PETALING JAYA: Guocoland (M) Bhd will continue to focus on monetising its inventories and progressing its development projects for timely completion.
“New product launches will be phased according to prevailing market conditions. The group remains alert to seek out opportunities to increase its landbank,” the property arm of Hong Leong Group said in a filing with Bursa Malaysia yesterday.
Guocoland said the economy remained on a growth path in 2023 after the surge in activities seen in the previous year from the post-pandemic recovery.

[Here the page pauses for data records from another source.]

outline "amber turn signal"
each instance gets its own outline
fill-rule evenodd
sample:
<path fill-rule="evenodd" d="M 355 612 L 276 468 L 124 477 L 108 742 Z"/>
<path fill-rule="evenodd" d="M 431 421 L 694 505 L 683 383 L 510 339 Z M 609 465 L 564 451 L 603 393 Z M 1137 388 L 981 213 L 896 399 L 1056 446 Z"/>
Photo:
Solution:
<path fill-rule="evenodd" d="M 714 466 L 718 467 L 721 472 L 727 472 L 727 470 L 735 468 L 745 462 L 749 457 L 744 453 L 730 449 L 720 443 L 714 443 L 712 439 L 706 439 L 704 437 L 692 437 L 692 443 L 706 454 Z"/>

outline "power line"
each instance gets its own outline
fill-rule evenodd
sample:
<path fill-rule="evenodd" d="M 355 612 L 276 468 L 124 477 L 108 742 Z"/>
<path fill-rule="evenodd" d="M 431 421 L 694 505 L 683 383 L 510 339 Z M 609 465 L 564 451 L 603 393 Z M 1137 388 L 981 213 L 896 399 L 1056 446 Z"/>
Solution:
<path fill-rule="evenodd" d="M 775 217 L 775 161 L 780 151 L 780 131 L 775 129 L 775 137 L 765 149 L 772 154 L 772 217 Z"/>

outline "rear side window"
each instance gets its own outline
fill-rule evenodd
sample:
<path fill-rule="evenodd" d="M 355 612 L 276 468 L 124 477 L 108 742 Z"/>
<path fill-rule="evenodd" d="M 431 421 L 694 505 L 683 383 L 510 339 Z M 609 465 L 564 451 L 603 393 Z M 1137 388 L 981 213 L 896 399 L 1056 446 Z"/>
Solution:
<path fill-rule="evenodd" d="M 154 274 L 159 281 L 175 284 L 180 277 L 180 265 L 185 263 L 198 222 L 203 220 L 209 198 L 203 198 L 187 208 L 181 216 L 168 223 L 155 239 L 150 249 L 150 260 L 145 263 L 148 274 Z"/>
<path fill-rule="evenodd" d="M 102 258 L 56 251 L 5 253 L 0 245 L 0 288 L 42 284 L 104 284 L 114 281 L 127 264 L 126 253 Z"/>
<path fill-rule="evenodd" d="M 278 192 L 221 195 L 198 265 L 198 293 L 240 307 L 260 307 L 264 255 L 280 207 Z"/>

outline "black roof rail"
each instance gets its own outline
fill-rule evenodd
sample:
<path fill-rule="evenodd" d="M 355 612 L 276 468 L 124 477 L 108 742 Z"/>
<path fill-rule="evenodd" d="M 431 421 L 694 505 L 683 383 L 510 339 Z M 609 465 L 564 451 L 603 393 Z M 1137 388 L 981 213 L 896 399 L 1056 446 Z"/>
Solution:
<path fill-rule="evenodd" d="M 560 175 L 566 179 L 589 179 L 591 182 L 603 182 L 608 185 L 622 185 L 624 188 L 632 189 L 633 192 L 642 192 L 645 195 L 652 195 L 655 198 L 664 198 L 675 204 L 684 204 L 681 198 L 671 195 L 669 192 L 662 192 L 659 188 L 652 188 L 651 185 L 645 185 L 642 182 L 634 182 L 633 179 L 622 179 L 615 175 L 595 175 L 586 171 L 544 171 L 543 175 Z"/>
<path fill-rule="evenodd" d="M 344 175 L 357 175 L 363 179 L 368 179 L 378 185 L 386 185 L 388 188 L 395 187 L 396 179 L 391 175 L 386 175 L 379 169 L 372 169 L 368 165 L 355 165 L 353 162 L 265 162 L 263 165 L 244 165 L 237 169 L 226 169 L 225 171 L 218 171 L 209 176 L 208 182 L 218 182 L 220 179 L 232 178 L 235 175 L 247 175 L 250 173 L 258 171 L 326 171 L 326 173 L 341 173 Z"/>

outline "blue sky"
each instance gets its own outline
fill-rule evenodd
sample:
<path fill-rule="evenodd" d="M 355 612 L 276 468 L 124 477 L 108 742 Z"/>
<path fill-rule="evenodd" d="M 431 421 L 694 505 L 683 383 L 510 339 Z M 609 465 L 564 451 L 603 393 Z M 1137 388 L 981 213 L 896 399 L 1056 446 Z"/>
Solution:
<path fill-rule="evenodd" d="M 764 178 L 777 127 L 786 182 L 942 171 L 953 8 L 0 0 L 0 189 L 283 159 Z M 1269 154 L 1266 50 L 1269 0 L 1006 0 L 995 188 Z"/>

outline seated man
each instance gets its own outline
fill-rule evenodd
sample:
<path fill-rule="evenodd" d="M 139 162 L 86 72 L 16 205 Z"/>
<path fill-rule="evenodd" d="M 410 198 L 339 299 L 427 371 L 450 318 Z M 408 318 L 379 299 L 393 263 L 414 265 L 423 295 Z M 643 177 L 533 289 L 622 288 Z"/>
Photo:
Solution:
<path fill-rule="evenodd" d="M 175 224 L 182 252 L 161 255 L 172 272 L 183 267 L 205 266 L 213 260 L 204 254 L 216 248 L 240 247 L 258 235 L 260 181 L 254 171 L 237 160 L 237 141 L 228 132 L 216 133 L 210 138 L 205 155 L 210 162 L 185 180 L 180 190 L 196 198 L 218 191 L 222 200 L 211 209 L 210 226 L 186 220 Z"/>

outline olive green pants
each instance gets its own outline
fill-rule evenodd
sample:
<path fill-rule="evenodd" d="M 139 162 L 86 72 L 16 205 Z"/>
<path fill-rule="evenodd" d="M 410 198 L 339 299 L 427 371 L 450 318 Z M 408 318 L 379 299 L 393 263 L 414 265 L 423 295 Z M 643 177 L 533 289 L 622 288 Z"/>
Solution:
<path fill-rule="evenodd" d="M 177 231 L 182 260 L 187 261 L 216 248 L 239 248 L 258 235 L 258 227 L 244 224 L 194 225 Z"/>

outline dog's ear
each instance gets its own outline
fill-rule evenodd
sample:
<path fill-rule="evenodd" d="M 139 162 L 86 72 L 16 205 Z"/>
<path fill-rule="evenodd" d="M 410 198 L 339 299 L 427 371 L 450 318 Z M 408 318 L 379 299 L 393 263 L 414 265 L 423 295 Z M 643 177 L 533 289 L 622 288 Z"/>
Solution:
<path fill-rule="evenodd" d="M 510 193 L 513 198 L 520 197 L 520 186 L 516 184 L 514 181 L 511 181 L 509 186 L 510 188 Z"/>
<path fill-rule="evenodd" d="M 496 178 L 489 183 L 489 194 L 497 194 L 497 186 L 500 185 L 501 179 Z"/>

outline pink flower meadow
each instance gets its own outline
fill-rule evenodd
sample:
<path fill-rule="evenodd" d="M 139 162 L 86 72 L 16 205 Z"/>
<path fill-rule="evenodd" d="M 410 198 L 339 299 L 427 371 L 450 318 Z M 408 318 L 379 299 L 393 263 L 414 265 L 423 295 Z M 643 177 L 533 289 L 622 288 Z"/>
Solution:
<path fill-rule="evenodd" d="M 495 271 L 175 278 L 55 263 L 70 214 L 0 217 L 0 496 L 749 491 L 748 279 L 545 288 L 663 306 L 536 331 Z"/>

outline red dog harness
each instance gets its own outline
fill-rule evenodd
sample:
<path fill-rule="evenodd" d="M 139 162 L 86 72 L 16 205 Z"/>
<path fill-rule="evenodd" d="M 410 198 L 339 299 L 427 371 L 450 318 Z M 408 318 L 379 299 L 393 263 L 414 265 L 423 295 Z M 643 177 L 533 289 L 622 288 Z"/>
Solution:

“However, the domestic property sector remains challenging in an environment of higher interest rates, persistent inflation reducing the purchasing power and an overhang of excess property inventory in several market centres and property classes,” it said.
For its third quarter ended March 31, 2023, Guocoland’s net profit jumped 29.4% year-on-year (y-o-y) to RM8.7mil or an earnings per share (EPS) of 1.30 sen due to higher profits from associates and joint ventures, as well as better gross profit margins following the finalisation of the development cost of various projects.
Revenue, however, fell 7.4% y-o-y to RM112.4mil due to reduced revenue from its property development division.
For the nine months to March 31, Guocoland posted a 649% y-o-y rise in net profit to RM18.8mil or an EPS of 2.81 sen while revenue rose 11% y-o-y to RM296.1mil.